Thursday, April 09, 2020

Updated method and forecasts

I've tweaked the method just a little since my earlier forecasts. 

You may have noticed that the initialisation of my short-term forecasts was fairly poor. This is an inevitable consequence of naively fitting parameters in a simple imperfect deterministic model using a long time series. It gives good overall parameter estimates but the inevitable limitations of the model mean that the final state (from which we look ahead in a forecast) isn't truly a realistic estimate. This can easily be seen in my very first forecast for the UK for example. The spread of model trajectories is quite wide and biased high compared to the last few data points:

A consequence is that even if the trend is perfect, the one-day forecast will be quite poor. We weren't really going to jump from the observed 621 to 1900 deaths in a single day for example, but the day-ahead forecast spread reached that high a value. Various fudges can be used to address this problem, using anomalies is one but that's problematic during exponential growth and won't satisfy the nonlinear model dynamics. The route I have chosen is to weight the more recent data more highly in the fit. The justification for this is that it is a reasonable approximation to allowing the model to forget older data as would happen automatically if I used a stochastic model with sequential updating, or otherwise represented dynamical model error in a more explicit manner. It clearly works at a heuristic level and I'm working on how best to calibrate the effect and implement it in a more technically justifiable manner. I suppose I may end up publishing this somewhere, so I ought to make sure it is defensible.

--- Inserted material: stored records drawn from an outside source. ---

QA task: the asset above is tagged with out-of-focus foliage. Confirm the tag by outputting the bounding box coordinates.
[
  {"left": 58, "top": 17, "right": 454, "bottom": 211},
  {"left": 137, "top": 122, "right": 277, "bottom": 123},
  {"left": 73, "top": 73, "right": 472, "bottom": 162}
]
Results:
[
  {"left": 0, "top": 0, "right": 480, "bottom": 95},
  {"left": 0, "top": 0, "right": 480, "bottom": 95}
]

Last week I looked at Lombardy, and argued that the lockdown was probably working. Here is a re-run of my forecast, withholding the last 7 data points, using a version of the updated method.


You see those cyan flashing circles? They are the 7 latest data points, which were not used in any way in this estimation. Promise!

For giggles, have a look at what IC forecast for Italy last week, and how well that turned out. Each of their forecasts run from Monday to Sunday, the last 4 weeks of experimental forecasts have obs plotted alongside (under!) them and the pink plume is what they forecast just a few days ago for this week. That last one might be just about ok.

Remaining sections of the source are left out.